Very good results can also be obtained with the generalization of the Choquet integral of the form (11) and (12). The function M standing under the integral sign was

M (x, y) = {(\ln (e^{x^{- α}} + \ln (e^{y^{- α}} - e)))}^{- \frac{1}{α}}

(22)

for

α > 0

. Its value

α = 3.3

gave the maximal recognition rate at the level of 95.81% (95.44%).

Here, it is worth stressing that also the results at satisfying level were obtained using various fuzzy integrals, most of the pre-aggregation functions or generalized aggregation functions discussed in [38], median or weighted median, scoring or weighted scoring, quadratic mean, and a few versions of ordinary weighted averaging functions (OWA). Interestingly, aggregation operators can improve recognition rate in more noticeable way for the data without extended feature selection.

Figure 4 presents the ranking of the best operators among the tested aggregation functions. The results show that their application affects the quality of classification in a favorable way. The best result, achieved with a generalized form of Choquet integral function, is more than 1.2 percentage point higher for complete feature set and 0.2 percentage point higher for selected features compared to the best individual classifier (Logistic Regression and Random Forest).

5. Discussion

The aim of the study was to improve the result of multiple cognitive workload level classification based on eye activity and user performance. The original classification procedure covering three class classification using classical methods such as SVM, kNN, Decision Tree, Random Forest, MLP, and Logistic Regression was the input to the aggregation functions. In the study, many aggregation and pre-aggregation operators published in the core literature monographs were compared in order to find the best model suitable for classification of cognitive workload level. The results show that using various classification models in combination with an aggregation function allows further improvement of recognition rate by applying the knowledge cumulated in the parameters of the trained models.
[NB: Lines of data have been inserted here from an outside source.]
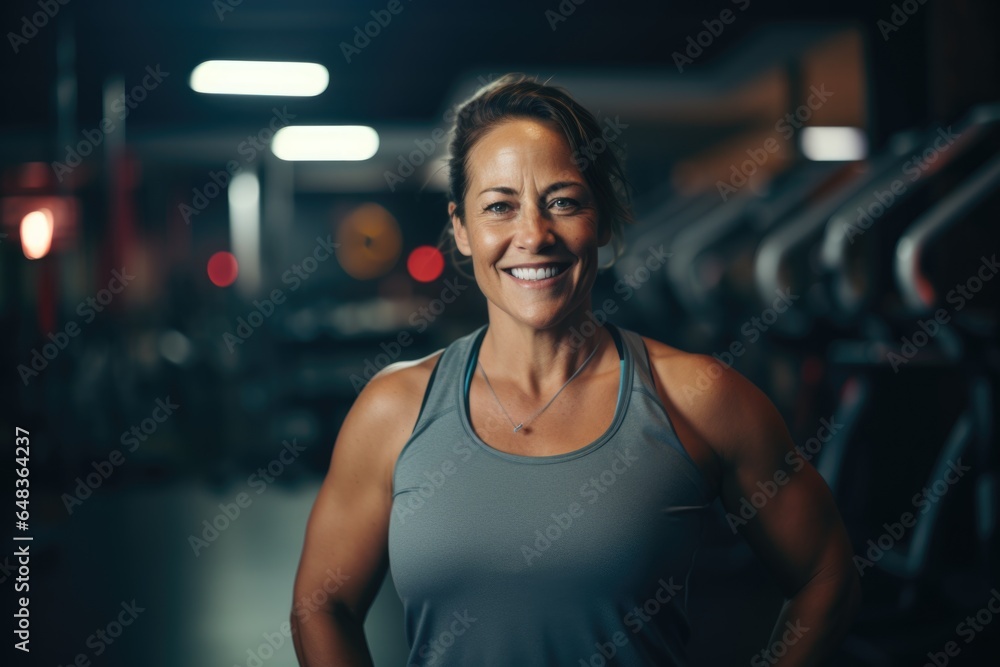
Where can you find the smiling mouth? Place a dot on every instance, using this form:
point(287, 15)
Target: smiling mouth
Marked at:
point(540, 273)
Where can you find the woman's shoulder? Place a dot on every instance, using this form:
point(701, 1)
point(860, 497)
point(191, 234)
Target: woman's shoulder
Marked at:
point(719, 403)
point(400, 386)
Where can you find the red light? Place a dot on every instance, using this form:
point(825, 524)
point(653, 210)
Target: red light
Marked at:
point(425, 263)
point(222, 269)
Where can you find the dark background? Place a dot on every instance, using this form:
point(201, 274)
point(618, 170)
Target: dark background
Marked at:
point(163, 336)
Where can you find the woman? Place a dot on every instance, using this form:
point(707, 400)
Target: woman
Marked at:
point(539, 486)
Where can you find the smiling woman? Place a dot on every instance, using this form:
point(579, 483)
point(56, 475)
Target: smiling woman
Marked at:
point(549, 513)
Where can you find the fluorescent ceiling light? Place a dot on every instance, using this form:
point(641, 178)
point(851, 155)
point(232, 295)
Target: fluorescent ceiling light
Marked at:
point(325, 142)
point(834, 143)
point(256, 77)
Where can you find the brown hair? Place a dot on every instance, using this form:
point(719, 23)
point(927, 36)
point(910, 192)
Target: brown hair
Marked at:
point(520, 96)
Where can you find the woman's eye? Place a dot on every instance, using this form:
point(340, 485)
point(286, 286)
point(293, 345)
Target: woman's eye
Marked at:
point(563, 203)
point(497, 207)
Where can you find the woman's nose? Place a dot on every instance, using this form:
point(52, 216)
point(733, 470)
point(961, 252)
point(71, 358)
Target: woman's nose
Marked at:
point(534, 230)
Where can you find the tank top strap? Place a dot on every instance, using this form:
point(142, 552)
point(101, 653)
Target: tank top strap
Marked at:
point(440, 396)
point(642, 372)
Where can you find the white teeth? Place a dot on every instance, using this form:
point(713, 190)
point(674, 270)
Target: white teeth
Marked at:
point(534, 274)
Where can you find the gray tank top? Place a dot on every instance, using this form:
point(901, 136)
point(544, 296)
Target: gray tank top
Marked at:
point(573, 559)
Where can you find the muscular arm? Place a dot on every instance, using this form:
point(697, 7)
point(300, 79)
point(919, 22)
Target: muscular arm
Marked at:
point(796, 531)
point(345, 555)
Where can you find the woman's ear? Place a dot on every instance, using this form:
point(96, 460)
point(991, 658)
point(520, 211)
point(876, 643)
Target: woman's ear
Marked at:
point(461, 237)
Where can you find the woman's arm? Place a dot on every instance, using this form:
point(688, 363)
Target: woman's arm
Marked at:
point(345, 556)
point(782, 506)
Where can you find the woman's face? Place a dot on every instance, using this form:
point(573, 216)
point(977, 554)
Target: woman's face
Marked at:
point(531, 226)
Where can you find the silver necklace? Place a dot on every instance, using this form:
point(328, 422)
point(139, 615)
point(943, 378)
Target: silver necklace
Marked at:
point(518, 427)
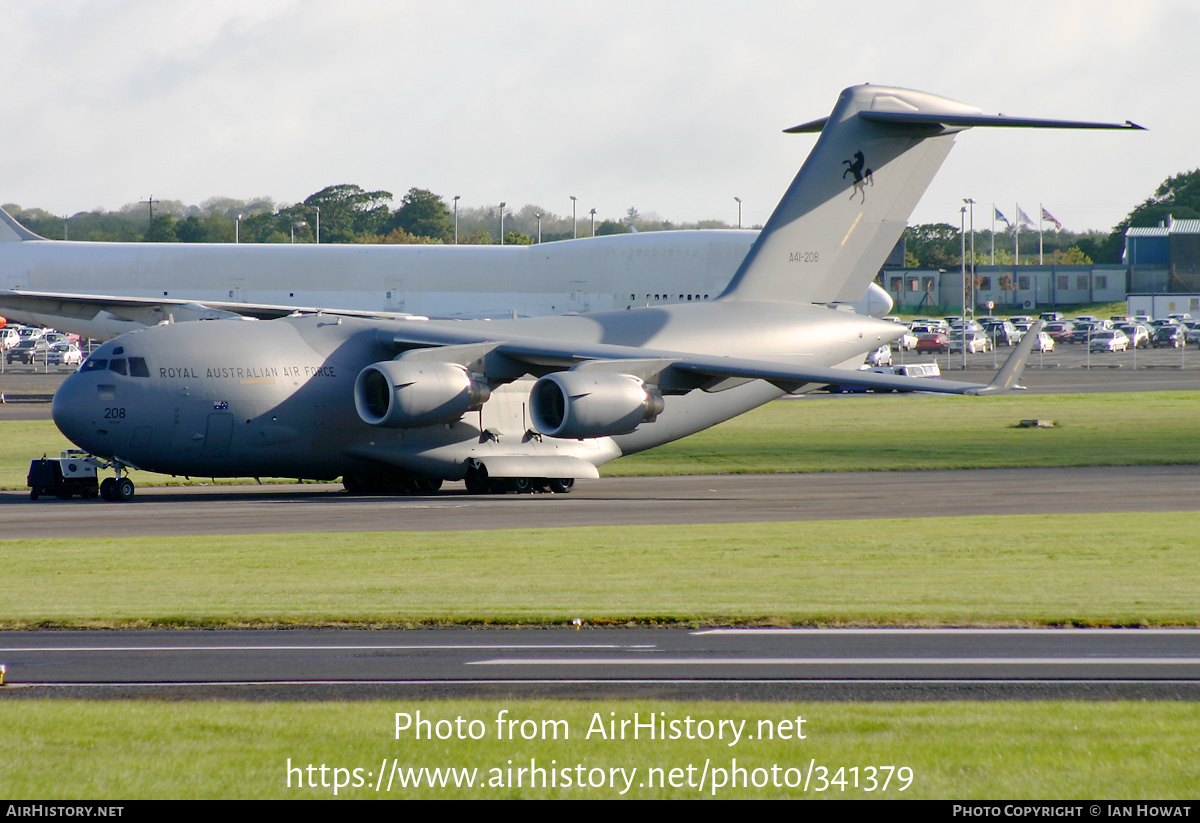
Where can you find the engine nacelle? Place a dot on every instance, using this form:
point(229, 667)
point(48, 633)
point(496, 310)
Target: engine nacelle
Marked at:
point(582, 404)
point(407, 395)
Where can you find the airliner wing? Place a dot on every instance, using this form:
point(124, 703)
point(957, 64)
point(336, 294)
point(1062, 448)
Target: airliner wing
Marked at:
point(673, 372)
point(151, 311)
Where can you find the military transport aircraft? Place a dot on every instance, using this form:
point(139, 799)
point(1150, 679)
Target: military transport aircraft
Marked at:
point(105, 289)
point(403, 404)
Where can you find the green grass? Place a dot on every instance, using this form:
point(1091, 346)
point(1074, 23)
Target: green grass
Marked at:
point(1120, 569)
point(894, 432)
point(887, 432)
point(1013, 751)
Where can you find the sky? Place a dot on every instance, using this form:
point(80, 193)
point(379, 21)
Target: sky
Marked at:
point(670, 107)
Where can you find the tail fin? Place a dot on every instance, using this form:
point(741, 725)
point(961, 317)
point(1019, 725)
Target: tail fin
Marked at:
point(11, 230)
point(850, 203)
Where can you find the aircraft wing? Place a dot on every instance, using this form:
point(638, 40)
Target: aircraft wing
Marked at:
point(150, 311)
point(675, 372)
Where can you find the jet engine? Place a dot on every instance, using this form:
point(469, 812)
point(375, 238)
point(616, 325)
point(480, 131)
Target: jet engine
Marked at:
point(582, 404)
point(408, 395)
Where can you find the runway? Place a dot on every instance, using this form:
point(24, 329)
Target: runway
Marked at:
point(611, 502)
point(862, 664)
point(743, 664)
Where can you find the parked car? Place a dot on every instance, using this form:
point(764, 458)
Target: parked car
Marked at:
point(1001, 332)
point(28, 352)
point(1045, 342)
point(1084, 331)
point(1169, 336)
point(906, 341)
point(1138, 335)
point(1109, 340)
point(1060, 331)
point(933, 341)
point(880, 356)
point(975, 342)
point(64, 354)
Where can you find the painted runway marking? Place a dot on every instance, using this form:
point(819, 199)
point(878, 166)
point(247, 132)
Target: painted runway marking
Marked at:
point(844, 661)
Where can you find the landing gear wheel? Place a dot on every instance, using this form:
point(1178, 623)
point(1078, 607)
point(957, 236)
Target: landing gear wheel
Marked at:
point(123, 491)
point(478, 481)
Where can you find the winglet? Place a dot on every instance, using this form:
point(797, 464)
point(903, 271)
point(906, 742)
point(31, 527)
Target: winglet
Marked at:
point(12, 230)
point(1011, 372)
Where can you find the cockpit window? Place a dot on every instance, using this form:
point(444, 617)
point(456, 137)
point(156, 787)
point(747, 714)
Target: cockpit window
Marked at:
point(138, 367)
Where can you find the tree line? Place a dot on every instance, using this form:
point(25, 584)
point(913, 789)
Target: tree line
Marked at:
point(351, 214)
point(341, 214)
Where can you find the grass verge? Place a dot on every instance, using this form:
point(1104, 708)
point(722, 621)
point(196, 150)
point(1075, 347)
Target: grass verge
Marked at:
point(865, 433)
point(1014, 751)
point(1121, 569)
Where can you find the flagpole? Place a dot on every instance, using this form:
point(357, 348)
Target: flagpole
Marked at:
point(1017, 236)
point(1041, 260)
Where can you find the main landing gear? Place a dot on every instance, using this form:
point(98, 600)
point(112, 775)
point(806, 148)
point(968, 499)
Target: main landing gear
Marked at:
point(479, 482)
point(117, 490)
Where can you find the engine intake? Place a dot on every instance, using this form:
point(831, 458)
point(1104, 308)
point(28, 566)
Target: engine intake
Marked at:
point(408, 395)
point(582, 404)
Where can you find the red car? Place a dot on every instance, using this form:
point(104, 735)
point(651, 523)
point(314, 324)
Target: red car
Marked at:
point(933, 341)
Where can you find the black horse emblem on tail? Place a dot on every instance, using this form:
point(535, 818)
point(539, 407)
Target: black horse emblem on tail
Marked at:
point(863, 178)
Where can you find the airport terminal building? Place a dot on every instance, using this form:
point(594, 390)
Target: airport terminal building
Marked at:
point(1162, 262)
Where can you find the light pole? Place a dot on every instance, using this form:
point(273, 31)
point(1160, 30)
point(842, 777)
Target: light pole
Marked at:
point(973, 298)
point(963, 242)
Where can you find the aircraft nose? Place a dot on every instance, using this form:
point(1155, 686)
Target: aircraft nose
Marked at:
point(73, 410)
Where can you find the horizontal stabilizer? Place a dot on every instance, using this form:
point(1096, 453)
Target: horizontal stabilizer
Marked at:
point(11, 230)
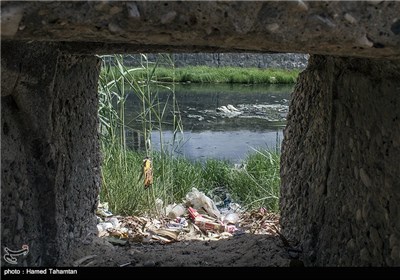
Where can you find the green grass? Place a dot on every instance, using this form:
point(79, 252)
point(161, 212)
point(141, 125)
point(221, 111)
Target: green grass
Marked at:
point(205, 74)
point(255, 186)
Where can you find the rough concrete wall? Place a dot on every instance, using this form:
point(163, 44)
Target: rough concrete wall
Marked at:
point(340, 164)
point(50, 160)
point(351, 28)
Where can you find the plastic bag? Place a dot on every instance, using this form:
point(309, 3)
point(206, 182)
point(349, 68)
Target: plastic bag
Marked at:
point(200, 201)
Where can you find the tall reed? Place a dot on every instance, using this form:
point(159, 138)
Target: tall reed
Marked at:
point(257, 185)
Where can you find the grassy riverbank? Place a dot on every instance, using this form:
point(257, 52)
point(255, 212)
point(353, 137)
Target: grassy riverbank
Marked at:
point(256, 185)
point(204, 74)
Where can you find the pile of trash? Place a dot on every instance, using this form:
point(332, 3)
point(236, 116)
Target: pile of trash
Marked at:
point(198, 218)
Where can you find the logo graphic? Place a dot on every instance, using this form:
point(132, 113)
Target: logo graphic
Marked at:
point(10, 255)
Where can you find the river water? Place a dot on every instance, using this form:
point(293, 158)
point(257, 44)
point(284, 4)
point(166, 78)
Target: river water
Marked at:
point(255, 121)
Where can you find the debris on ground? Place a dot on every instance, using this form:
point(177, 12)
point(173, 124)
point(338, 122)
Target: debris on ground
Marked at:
point(198, 218)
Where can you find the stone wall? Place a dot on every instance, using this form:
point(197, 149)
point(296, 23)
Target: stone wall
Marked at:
point(340, 171)
point(277, 60)
point(49, 181)
point(340, 164)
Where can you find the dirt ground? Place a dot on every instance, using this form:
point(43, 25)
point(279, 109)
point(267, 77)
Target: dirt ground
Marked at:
point(241, 250)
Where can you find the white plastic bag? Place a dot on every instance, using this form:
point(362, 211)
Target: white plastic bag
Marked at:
point(200, 202)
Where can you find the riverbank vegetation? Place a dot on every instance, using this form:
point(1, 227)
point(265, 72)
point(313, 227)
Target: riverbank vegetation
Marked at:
point(254, 185)
point(205, 74)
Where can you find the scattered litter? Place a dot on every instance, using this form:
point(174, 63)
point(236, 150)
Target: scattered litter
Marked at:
point(197, 219)
point(201, 202)
point(175, 210)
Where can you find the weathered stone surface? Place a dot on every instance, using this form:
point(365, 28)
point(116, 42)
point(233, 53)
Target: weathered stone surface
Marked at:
point(330, 93)
point(339, 168)
point(369, 29)
point(49, 151)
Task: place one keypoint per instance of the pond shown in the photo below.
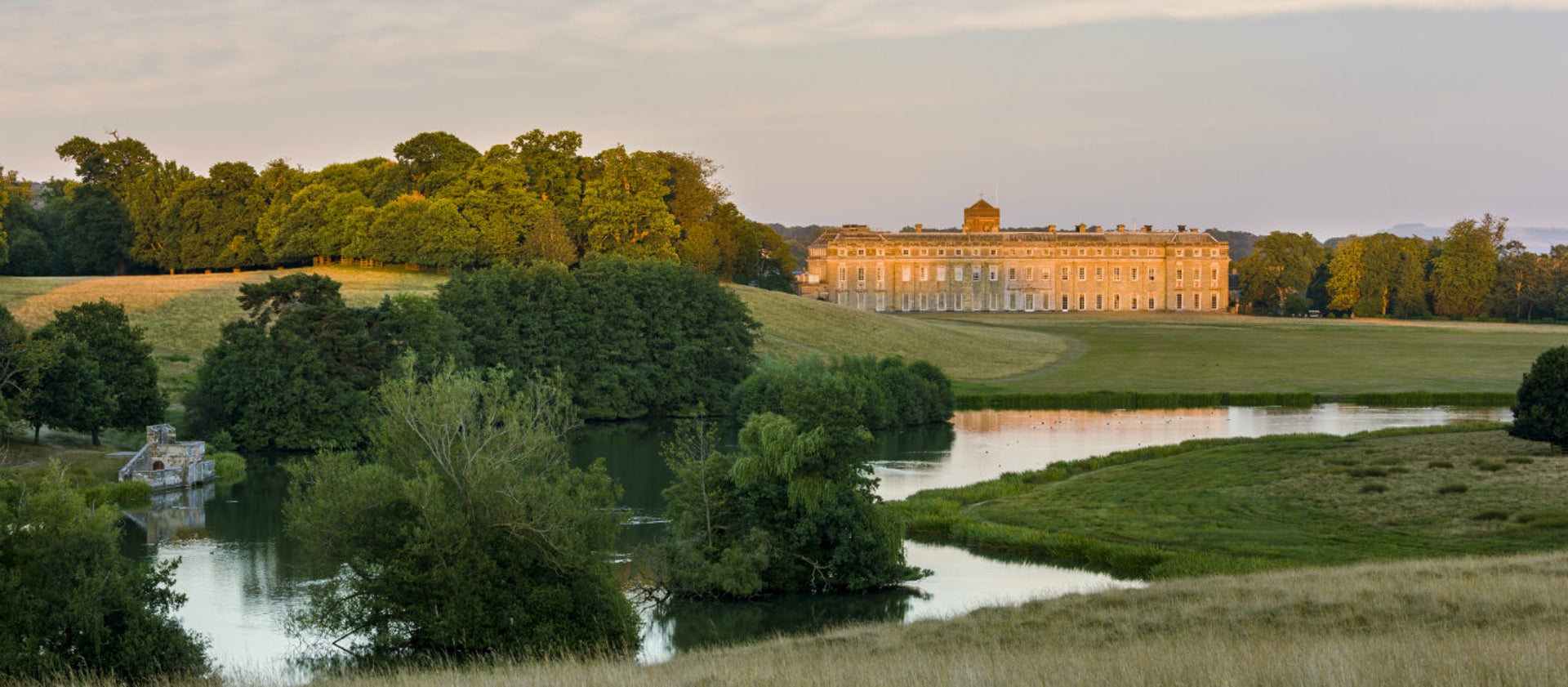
(242, 578)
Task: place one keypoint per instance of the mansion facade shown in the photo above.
(987, 269)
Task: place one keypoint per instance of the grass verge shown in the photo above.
(1236, 506)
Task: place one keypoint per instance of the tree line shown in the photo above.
(626, 337)
(1474, 270)
(438, 201)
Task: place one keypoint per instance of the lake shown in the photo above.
(242, 578)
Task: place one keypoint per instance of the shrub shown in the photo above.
(1540, 412)
(73, 604)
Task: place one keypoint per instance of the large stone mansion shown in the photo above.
(987, 269)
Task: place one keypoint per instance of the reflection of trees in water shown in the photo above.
(915, 444)
(695, 623)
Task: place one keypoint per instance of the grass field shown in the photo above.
(985, 353)
(184, 313)
(1233, 353)
(1272, 502)
(1443, 623)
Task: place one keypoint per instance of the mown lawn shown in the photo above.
(1233, 353)
(1269, 502)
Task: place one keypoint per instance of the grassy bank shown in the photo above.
(1165, 353)
(1228, 506)
(1494, 622)
(996, 359)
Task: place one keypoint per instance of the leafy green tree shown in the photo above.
(95, 231)
(1281, 264)
(71, 391)
(1465, 270)
(1542, 408)
(296, 372)
(623, 206)
(465, 528)
(794, 510)
(71, 604)
(122, 359)
(434, 158)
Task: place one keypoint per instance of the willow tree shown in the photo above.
(463, 528)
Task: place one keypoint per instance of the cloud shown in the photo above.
(68, 56)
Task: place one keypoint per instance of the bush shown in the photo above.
(1540, 412)
(73, 604)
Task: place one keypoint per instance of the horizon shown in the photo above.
(1329, 117)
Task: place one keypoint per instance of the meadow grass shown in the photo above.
(1227, 506)
(1232, 353)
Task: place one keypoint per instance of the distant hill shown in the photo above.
(1534, 239)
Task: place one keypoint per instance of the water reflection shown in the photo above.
(242, 578)
(990, 443)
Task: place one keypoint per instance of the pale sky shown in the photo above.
(1330, 117)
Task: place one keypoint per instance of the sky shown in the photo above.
(1330, 117)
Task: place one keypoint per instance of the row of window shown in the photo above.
(1029, 274)
(1026, 252)
(1017, 301)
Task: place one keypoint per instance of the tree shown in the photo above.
(71, 604)
(465, 528)
(1542, 408)
(296, 372)
(794, 510)
(1467, 267)
(1281, 264)
(124, 363)
(625, 206)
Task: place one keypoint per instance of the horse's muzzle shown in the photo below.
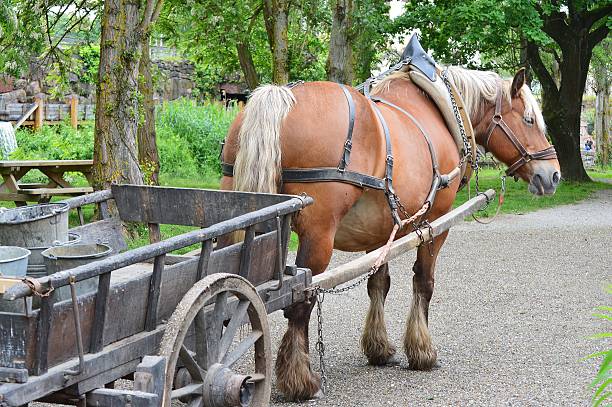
(545, 180)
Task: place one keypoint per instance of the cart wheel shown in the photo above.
(219, 364)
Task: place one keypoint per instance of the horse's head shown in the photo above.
(512, 129)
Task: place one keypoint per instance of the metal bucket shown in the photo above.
(35, 225)
(13, 261)
(37, 262)
(66, 257)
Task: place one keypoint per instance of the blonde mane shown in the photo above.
(478, 90)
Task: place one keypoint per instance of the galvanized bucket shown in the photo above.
(35, 225)
(13, 261)
(37, 262)
(66, 257)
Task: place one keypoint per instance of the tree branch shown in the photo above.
(598, 35)
(595, 15)
(533, 55)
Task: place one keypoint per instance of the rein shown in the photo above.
(547, 153)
The original dataset covering eye-tracking and user performance data was gathered in a study of three parts of the computerized version of DSST test (Digit Symbol Substitution Test). Classification was performed with the interpretable machine learning model in order to regard the most valuable features. Eye-tracking features, in general, have been already proved to be useful in cognitive workload analysis also due to the fact that it is a non-invasive sourced, natural type of response obtained without additional activity or training. What is more, the classification was performed as subject-independent in order to distinguish classes regardless of such conditions as the age of an examined person, his/her habits, or testing period. The best original classification results achieved 96%. It is worth noting that the tests were performed on a homogeneous group of healthy people with similar age and educational level.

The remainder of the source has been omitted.